Wood-decomposing fungi use distinct strategies to deconstruct wood that can significantly vary carbon release rates and fates. White and brown rot-type fungi attack lignin as a prerequisite to access carbohydrates (white rot) or selectively remove carbohydrates (brown rot). Soft rot fungi use less well-studied mechanisms to deconstruct wood (e.g., cavitation and erosion). These fungi often co-exist in nature, creating a balance in carbon turnover that could presumably “tip” in a changing climate. There is no simple genetic marker, however, to distinguish fungi by rot types, and traditional black and white distinctions (brown and white, in this case) cannot explain a spectrum of “gray” carbon loss possibilities. In this study, we tested 39 wood-degrading fungal strains along this spectrum of rot types. We tracked wood mass loss and chemical changes in aspen blocks in early- to mid-decay stages, including three signatures of fungal nutritional mode measured from wood rather than from fungus: dilute alkali solubility, water-soluble monosaccharides, and lignin loss (%) relative to density loss (%) (L/D).

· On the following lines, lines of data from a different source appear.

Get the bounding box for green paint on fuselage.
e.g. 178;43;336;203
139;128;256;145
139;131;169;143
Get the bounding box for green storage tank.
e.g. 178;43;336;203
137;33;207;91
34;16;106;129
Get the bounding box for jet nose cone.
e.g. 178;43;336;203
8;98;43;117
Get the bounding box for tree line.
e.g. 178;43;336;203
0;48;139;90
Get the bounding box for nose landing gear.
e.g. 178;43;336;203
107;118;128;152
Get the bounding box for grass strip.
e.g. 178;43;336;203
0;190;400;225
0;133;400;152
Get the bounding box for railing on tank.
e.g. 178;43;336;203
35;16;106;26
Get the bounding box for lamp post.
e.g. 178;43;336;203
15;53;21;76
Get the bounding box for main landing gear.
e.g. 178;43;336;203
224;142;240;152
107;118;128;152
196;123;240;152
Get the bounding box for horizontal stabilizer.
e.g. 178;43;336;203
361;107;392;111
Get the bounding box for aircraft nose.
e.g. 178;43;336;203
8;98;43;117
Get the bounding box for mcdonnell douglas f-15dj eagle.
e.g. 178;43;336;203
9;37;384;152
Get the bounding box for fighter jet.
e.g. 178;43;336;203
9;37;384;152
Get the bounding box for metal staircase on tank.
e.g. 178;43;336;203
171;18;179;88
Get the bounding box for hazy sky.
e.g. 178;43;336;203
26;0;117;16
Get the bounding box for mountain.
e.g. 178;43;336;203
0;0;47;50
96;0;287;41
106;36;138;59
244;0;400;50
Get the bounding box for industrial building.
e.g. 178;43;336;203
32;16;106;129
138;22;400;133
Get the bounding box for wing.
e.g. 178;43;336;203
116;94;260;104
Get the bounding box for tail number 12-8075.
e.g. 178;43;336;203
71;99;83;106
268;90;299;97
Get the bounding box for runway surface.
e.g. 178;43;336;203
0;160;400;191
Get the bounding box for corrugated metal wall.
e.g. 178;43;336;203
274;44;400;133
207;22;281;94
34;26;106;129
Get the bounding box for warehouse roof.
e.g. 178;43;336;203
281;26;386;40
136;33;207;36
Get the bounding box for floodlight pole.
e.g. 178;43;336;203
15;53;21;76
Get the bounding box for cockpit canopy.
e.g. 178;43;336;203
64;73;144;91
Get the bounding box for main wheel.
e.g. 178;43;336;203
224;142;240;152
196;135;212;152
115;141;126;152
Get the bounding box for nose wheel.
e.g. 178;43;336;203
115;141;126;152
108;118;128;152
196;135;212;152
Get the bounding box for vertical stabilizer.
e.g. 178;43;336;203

Results were then plotted relative to rot types and correlated with gene counts, combining new data with past results in some cases. Results yielded a novel distinction in soluble monosaccharide patterns for brown rot fungi, and reliable distinctions between white and brown rot fungi, although soft rot fungi were not as clearly distinguished as suggested in past studies. Gene contents (carbohydrate-active enzymes and peroxidases) also clearly distinguished brown and white rot fungi, but did not offer reliable correlation with lignin vs. carbohydrate selectivity. These results support the use of wood residue chemistry to link fungal genes (with known or unknown function) with emergent patterns of decomposition. Wood signatures, particularly L/D, not only confirm the rot type of dominant fungi, but they offer a more nuanced, continuous variable to which we can correlate genomic, transcriptomic, and secretomic evidence rather than limit it to functional categories as distinct “bins.”